Lead Acetate Cleavage Assay for TectoRNA

TectoRNA assemblies were probed using a lead acetate cleavage assay as described previously (33 (link),38 (link),51 (link)). For each assembly, unlabeled tectoRNA at various concentrations ranging from 5 nM to 20 μM was mixed with ∼1 nM of 3′-[³²P]pCp labeled tectoRNA to monitor assembly and cleavage. For the cleavage assays, tectoRNA assemblies were first denatured at 95°C for 1 min and immediately cooled on ice for 2 min. Using a thermocycler, each tectoRNA sample was incubated at 20°C for 5 min before the addition of association buffer containing 25 mM HEPES pH 7.5, 50 mM KOAc, and either 0.05 mM, 0.5 mM or 2 mM Mg(OAc)₂ in the presence or absence of 200 μM folinic acid (FA).

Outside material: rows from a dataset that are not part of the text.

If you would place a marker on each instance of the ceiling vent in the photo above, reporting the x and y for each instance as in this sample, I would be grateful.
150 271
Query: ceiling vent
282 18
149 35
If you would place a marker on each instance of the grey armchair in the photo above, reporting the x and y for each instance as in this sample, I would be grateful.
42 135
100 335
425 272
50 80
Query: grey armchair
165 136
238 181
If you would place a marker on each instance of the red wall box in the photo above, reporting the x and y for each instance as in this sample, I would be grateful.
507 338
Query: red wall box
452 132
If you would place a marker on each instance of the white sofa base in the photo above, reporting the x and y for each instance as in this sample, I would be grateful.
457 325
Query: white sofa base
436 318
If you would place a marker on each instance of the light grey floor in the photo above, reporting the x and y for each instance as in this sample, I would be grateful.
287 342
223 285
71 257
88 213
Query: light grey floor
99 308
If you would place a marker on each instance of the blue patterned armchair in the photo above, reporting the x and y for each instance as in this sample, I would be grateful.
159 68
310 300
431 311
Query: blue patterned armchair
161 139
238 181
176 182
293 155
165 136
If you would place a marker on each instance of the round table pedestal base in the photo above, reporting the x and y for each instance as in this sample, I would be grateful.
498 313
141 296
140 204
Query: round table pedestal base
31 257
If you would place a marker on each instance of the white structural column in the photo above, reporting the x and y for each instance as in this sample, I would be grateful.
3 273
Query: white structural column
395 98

Following a 30-min incubation period at 20°C, 1 μl of 10 mg/ml tRNA was added prior to addition of 10 mM (final) Pb(OAc)₂. After 5 min at 20°C, the reaction was quenched with 10 μl of 100 mM EDTA solution. Each sample was ethanol precipitated, washed, and resuspended in colorless loading buffer (10 M urea, 1.5 mM EDTA) prior to loading onto a 10% (19:1) denaturing PAGE gel. Labeled RNA molecules were visualized using a phosphor-screen and a Typhoon Biomolecular Imager (Amersham). Lane profiles and densitometry analysis were analyzed using ImageJ 2.0 software.